In the middle of the island, you’ll find a cat shrine known as Neko-jinja. When the island was more populated (by humans), fixed-net fishing was popular. Fishermen from all over would spend the night on Tashirojima, and cats would flock to the inns where the fishermen were staying to beg for scraps of food. In Japan, cats symbolize good luck and good fortune, and feeding them will make their luck more likely to rub off on you. Soon, the men were feeding the cats and developing soft spots for them. Realizing that the cats had a greater understanding of their environment, the men started observing the animals to determine weather and fish patterns—which increased their fishing yields.

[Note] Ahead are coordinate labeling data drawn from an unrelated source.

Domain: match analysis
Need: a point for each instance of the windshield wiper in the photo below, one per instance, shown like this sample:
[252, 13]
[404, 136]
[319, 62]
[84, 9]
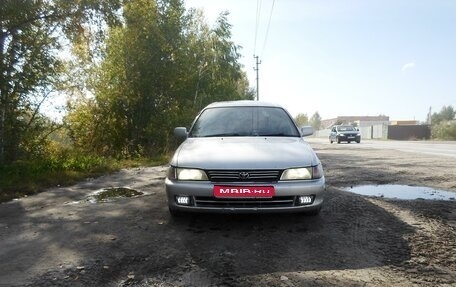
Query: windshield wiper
[223, 135]
[275, 135]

According to island lore, one day, a fisherman accidentally dropped a rock onto a cat that had helped him catch more fish. the impact killed the feline. Filled with guilt, he buried the cat and built a shrine to its honor. That shrine still stands, along with about 10 others. If you visit Cat Island, you’ll find yourself surrounded by cats, cat monuments, and cat shrines.
The Silfra Rift
Thingvellir National Park, Iceland
Have you ever wanted to be two places at once? If you’re willing to dive for it, you can be in the Silfra rift. Silfra is an underwater rift between the North American and Eurasian plates. In some sections of the rift, you’ll find yourself within arms reach of both plates. The rift was created by the two tectonic plates pulling away from each other, forming a freshwater gap.
Located in Iceland, the rift is a popular spot for scuba divers and snorkelers. The water is stunningly clear with 300 feet of visibility. Since no rivers flow into this Icelandic lake, the water is filtered out through nearby, porous volcanic rock cliffs. This natural filtering system leaves the water utterly clear. The water, which originates from Langjökull (the second largest glacier in Iceland), filters through the volcanic rock slowly, taking as long as 100 years to enter the rift.

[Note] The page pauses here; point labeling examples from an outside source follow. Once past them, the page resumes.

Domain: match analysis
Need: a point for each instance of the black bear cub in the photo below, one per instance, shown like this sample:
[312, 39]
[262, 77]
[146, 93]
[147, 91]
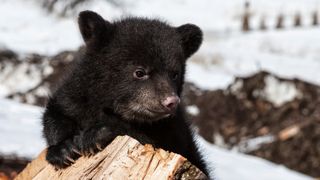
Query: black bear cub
[128, 81]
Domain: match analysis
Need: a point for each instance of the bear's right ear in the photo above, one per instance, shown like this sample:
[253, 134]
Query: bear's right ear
[94, 29]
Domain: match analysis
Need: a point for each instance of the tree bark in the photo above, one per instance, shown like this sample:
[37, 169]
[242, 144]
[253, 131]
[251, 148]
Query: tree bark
[124, 158]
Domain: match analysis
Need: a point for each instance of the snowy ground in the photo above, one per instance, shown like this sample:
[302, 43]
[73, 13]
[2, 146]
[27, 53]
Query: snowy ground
[225, 54]
[20, 133]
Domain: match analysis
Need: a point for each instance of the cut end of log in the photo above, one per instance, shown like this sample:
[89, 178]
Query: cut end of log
[124, 158]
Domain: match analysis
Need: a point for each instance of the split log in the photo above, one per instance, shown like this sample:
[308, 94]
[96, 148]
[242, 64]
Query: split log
[124, 158]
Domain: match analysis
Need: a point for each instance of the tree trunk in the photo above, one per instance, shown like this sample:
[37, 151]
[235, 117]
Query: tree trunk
[124, 158]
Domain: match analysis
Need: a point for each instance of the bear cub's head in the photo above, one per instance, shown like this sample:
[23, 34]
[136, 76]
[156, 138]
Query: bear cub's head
[135, 66]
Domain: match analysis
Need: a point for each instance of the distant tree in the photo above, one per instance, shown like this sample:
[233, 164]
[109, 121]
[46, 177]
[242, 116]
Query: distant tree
[70, 5]
[315, 20]
[263, 25]
[246, 18]
[280, 20]
[297, 20]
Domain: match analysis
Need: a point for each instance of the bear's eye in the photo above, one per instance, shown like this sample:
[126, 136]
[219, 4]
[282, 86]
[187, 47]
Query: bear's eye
[175, 76]
[140, 74]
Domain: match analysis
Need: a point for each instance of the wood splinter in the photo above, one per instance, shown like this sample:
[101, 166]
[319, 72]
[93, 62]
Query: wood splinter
[124, 158]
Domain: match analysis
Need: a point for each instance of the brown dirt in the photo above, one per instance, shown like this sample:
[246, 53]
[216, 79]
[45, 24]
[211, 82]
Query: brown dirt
[242, 115]
[235, 116]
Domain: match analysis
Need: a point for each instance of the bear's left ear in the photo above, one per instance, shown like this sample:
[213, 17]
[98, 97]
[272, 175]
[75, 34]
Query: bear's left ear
[94, 29]
[191, 38]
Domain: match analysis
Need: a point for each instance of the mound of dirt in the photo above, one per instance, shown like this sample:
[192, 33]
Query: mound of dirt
[277, 119]
[247, 118]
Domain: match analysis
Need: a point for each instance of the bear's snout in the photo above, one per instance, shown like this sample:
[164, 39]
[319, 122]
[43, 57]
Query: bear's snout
[170, 103]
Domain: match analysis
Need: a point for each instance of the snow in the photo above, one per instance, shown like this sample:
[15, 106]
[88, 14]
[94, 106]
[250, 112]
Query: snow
[20, 133]
[20, 129]
[225, 54]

Iceland is an increasingly popular tourist destination, but the Silfra rift remains relatively uncrowded. If you want to dive, we recommend visiting in the summer. It often gets too cold for divers to be allowed in the water during the winter.
Middle Island, Australia
Aerial photos of Middle Island off the coast of Western Australia reveal quite a sight: Lake Hillier, a body of water colored bubblegum pink. That the bright blue Pacific Ocean surrounds the island lake only makes its pink hue more striking.
Lake Hillier was first documented in 1802 by navigator and cartographer Matthew Flinders. It's a fairly small body of water—only 600 meters long and 250 meters wide. But what Hillier lacks in size, it makes up for in its magnificent color. The precise reason behind Hillier's pink hue has yet to be determined, though many researchers attribute it to a unique combination of salt, salt-loving algae, and pink bacteria. Whatever the reason, the lake stays pink year-round. Indeed, according to Atlas Obscura, the lake's water keeps its color even when bottled.
Middle Island is part of the Recherche Archipelago Nature Reserve. Esperance Island Cruises operates boat tours to Middle Island, allowing visitors to witness Lake Hillier up close. Scenic flights can also be arranged, allowing you to drink in the lake's bubblegum hue from above.
Caves of the Kabayan Fire Mummies
Kabayan, the Philippines
Mention the phrase mummy and the mind likely conjures the embalmed corpses of ancient Egypt, swathed in linen cloth and entombed in pyramids. However, the Ibaloi people of the mountainous northern region of the Philippines had a different approach to preserving their deceased.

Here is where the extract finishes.